Portanto, para o fato público e notório, deve prevalecer o direito à informação da sociedade a liberdade de manifestação do pensamento.

Ainda no que toca e mesmo e com relação ao curto episódio, onde se registra os mecanismos utilizados para obter algum prazer em sua vida sexual, porque não agrega qualquer valor à obra não há de propiciar compensação material ou moral.”. (fl. 474).

Logo, a questão a ser enfrentada, no caso, envolve o conflito entre dois direitos fundamentais, ou seja, o direito do autor a preservação da intimidade e vida privada e o direito dos réus a liberdade de expressão e manifestação do pensamento reproduzido em obra literária.

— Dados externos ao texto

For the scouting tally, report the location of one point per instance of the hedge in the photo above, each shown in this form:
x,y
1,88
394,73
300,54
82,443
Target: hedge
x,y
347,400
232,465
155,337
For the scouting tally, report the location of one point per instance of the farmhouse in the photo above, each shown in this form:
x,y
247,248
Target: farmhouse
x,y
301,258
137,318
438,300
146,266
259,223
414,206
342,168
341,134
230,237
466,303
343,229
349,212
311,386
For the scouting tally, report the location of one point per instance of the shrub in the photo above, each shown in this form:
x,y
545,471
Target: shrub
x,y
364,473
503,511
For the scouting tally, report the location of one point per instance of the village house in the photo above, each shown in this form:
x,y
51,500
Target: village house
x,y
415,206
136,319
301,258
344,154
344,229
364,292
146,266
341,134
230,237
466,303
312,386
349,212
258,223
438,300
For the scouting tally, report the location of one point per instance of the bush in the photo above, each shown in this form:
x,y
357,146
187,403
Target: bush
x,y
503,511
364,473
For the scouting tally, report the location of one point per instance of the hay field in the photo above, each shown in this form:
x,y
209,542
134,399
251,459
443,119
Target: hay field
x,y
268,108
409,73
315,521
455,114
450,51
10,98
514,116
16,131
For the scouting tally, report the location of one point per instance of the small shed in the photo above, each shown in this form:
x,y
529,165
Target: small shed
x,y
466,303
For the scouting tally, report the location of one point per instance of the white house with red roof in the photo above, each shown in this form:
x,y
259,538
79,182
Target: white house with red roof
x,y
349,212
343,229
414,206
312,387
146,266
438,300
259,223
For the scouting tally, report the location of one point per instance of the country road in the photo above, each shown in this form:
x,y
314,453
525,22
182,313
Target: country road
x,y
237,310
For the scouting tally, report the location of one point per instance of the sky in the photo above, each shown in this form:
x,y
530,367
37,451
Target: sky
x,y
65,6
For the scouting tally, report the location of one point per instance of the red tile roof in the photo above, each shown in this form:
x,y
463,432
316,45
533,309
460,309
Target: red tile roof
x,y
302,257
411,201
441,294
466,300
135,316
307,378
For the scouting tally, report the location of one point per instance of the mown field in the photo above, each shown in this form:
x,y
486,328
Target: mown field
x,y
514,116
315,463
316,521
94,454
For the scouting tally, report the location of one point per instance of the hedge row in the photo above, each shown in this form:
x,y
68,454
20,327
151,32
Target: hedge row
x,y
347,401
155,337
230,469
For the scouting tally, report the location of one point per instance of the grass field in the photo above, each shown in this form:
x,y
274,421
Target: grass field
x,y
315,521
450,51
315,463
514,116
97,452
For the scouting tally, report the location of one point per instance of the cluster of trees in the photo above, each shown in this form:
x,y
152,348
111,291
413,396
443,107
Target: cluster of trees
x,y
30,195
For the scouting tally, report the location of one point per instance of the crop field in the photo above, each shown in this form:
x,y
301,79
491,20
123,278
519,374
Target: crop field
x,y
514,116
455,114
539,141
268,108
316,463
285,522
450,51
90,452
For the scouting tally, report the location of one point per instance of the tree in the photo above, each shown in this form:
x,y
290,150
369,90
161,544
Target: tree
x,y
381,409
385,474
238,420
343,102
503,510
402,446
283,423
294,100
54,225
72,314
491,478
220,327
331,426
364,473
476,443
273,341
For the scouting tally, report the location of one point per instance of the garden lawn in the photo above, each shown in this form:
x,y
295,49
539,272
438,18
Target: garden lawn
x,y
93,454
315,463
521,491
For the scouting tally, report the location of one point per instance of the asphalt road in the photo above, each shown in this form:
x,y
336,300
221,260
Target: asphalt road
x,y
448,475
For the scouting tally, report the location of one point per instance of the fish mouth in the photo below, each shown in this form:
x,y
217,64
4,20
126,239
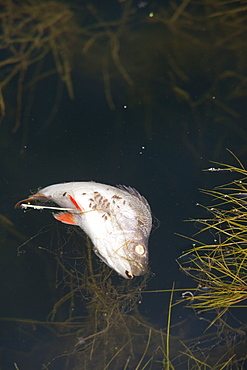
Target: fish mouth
x,y
34,197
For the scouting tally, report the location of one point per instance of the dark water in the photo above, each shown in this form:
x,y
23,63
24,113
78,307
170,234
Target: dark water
x,y
152,141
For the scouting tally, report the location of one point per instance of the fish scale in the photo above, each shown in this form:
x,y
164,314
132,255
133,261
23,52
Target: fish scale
x,y
117,219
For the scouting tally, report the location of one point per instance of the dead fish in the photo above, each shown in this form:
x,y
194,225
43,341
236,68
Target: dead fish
x,y
118,220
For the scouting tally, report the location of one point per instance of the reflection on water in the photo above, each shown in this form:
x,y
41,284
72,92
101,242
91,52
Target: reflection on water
x,y
151,94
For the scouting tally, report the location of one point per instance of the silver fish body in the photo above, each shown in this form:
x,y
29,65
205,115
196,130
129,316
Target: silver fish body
x,y
117,219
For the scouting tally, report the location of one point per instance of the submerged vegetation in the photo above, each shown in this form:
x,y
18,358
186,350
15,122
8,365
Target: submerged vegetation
x,y
192,52
96,323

Indiscutivelmente, a Constituição Federal de 1988 dispõe em seu artigo 5º, inciso X, que “são invioláveis a intimidade, a vida privada, a honra e a imagem das pessoas, assegurado o direito à indenização pelo dano material ou moral decorrente de sua violação”.

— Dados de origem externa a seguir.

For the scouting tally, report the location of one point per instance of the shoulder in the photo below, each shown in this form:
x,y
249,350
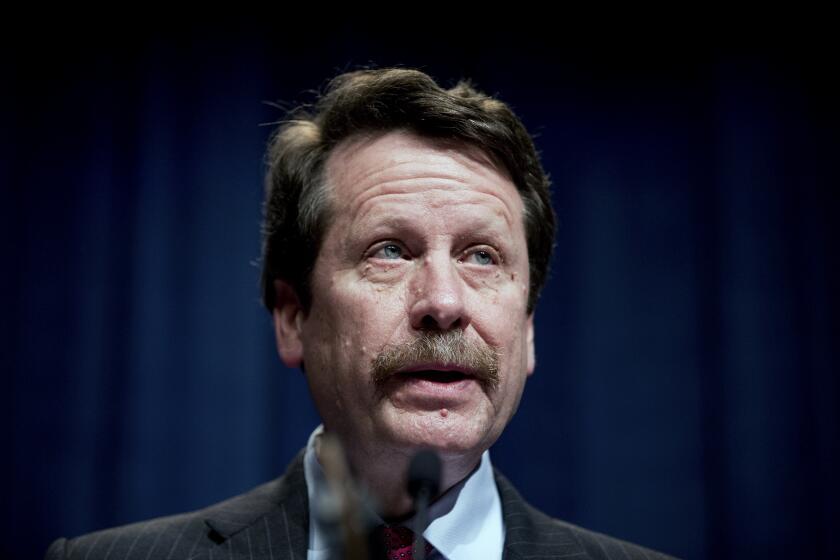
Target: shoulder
x,y
530,532
187,535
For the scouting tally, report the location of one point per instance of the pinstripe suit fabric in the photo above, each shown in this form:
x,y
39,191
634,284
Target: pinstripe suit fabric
x,y
271,522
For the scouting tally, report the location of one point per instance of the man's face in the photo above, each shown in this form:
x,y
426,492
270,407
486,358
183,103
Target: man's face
x,y
425,239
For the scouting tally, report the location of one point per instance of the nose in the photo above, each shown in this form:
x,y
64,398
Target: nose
x,y
437,296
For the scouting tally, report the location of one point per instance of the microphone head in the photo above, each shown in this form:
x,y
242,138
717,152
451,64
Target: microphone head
x,y
424,472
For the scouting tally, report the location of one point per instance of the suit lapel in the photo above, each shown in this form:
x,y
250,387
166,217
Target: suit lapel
x,y
269,523
531,533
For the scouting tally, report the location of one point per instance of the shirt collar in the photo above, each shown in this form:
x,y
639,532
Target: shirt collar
x,y
466,522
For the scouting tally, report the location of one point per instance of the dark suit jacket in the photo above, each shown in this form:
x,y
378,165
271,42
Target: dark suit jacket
x,y
272,522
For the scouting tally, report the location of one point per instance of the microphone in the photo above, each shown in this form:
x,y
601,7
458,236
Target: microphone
x,y
423,484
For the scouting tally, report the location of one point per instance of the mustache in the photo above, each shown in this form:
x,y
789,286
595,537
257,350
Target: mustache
x,y
451,348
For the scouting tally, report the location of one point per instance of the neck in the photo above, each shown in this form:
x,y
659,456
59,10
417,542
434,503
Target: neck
x,y
383,472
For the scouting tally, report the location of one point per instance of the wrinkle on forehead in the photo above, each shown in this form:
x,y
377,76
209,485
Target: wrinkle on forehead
x,y
407,164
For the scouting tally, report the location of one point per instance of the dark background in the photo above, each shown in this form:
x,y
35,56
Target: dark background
x,y
686,390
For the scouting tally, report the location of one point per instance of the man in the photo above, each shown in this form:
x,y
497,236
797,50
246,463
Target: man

Entretanto, o inciso IX do mesmo artigo supramencionado garante a liberdade de expressão da atividade intelectual, artística, científica e de comunicação, independente de censura ou licença, enquanto que o artigo 220 da Magna Carta cuida da liberdade de manifestação do pensamento, a criação, a expressão e a informação.

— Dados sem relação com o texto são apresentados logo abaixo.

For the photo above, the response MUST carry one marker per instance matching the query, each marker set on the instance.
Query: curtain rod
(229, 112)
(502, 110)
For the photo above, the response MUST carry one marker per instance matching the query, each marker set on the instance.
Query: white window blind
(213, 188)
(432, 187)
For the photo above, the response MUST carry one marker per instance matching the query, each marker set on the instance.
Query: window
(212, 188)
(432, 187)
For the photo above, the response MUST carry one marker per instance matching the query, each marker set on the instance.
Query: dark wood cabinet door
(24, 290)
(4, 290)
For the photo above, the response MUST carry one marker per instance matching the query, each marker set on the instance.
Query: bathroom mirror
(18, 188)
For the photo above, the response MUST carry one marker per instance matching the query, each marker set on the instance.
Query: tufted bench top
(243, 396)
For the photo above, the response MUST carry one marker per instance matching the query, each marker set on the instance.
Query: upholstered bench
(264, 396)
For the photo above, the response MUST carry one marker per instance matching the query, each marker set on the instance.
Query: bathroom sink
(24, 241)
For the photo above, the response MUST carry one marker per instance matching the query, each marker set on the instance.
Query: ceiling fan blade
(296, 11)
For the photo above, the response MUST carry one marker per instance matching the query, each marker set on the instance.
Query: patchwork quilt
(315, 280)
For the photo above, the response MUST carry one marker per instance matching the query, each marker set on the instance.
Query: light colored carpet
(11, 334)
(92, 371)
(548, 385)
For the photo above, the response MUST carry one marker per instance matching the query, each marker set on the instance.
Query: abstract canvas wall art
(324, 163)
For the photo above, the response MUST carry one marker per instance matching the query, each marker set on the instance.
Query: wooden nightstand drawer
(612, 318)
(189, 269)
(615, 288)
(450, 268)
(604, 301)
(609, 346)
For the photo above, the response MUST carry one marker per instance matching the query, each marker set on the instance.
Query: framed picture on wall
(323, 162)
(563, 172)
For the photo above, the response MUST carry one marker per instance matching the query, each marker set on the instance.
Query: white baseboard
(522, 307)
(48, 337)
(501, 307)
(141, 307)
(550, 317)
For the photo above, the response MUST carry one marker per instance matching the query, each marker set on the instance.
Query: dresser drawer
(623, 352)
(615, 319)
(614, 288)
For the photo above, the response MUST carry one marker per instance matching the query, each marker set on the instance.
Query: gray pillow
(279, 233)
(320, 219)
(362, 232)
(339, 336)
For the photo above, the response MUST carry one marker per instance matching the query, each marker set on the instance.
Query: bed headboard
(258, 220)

Sobre o tema, o ilustre Desembargador Sérgio Cavalieri Filho, pondera: “na hipótese de haver confronto entre ambos os princípios, a tarefa do intérprete será sempre no sentido de encontrar o ponto de equilíbrio, de maneira a conciliá-los”.

A princípio, importante salientar o relevante papel social da imprensa, cujo exercício livre da atividade de comunicação, independentemente de censura ou licença, é essencial à configuração do Estado democrático de direito.

Contudo, o direito à livre expressão da atividade intelectual e de comunicação, não pode ser exercido abusivamente, mas, muito pelo contrário, deve respeitar os estreitos limites impostos pela Lei Maior, sob pena de violar valores essenciais, de idêntica estatura jurídica e igualmente protegidos pelo ordenamento constitucional, em especial a intimidade, a vida privada, a honra e a imagem das pessoas.

No mesmo sentido o artigo 20 do Código Civil, que assim dispõe:

“salvo se autorizadas, ou se necessárias à administração da justiça ou à manutenção da ordem pública, a divulgação de escritos, a transmissão da palavra, ou a publicação, a exposição ou a utilização de imagem de uma pessoa poderão ser proibidas, a seu requerimento e sem prejuízo da indenização que couber, se lhe atingirem a honra, a boa fama ou a respeitabilidade, ou se destinarem a fins comerciais”.

Indubitavelmente, todo respeito merece a obra do conceituado jornalista Guilherme Fiuza, abordando o triste cenário do consumo e tráfico de drogas ilícitas na classe média/alta da sociedade e, como muito bem observado pela ilustre Juíza sentenciante, representa uma importante advertência não apenas aos pais extremamente permissivos que não impõem os limites necessários a seus filhos, como aos jovens que se tornam, com o vício, reféns de sua enganosa liberdade.

E, com toda certeza, o desenrolar de toda uma história, baseada em fatos reais e, infelizmente, muita próxima do drama vivenciado por muitos de nossos adolescentes e seus familiares nos tempos atuais, foi a principal razão do enorme sucesso de vendas do livro e bilheteria do filme, aliás, exibido em horário nobre, no último dia 07 de julho, na Rede Globo de Televisão.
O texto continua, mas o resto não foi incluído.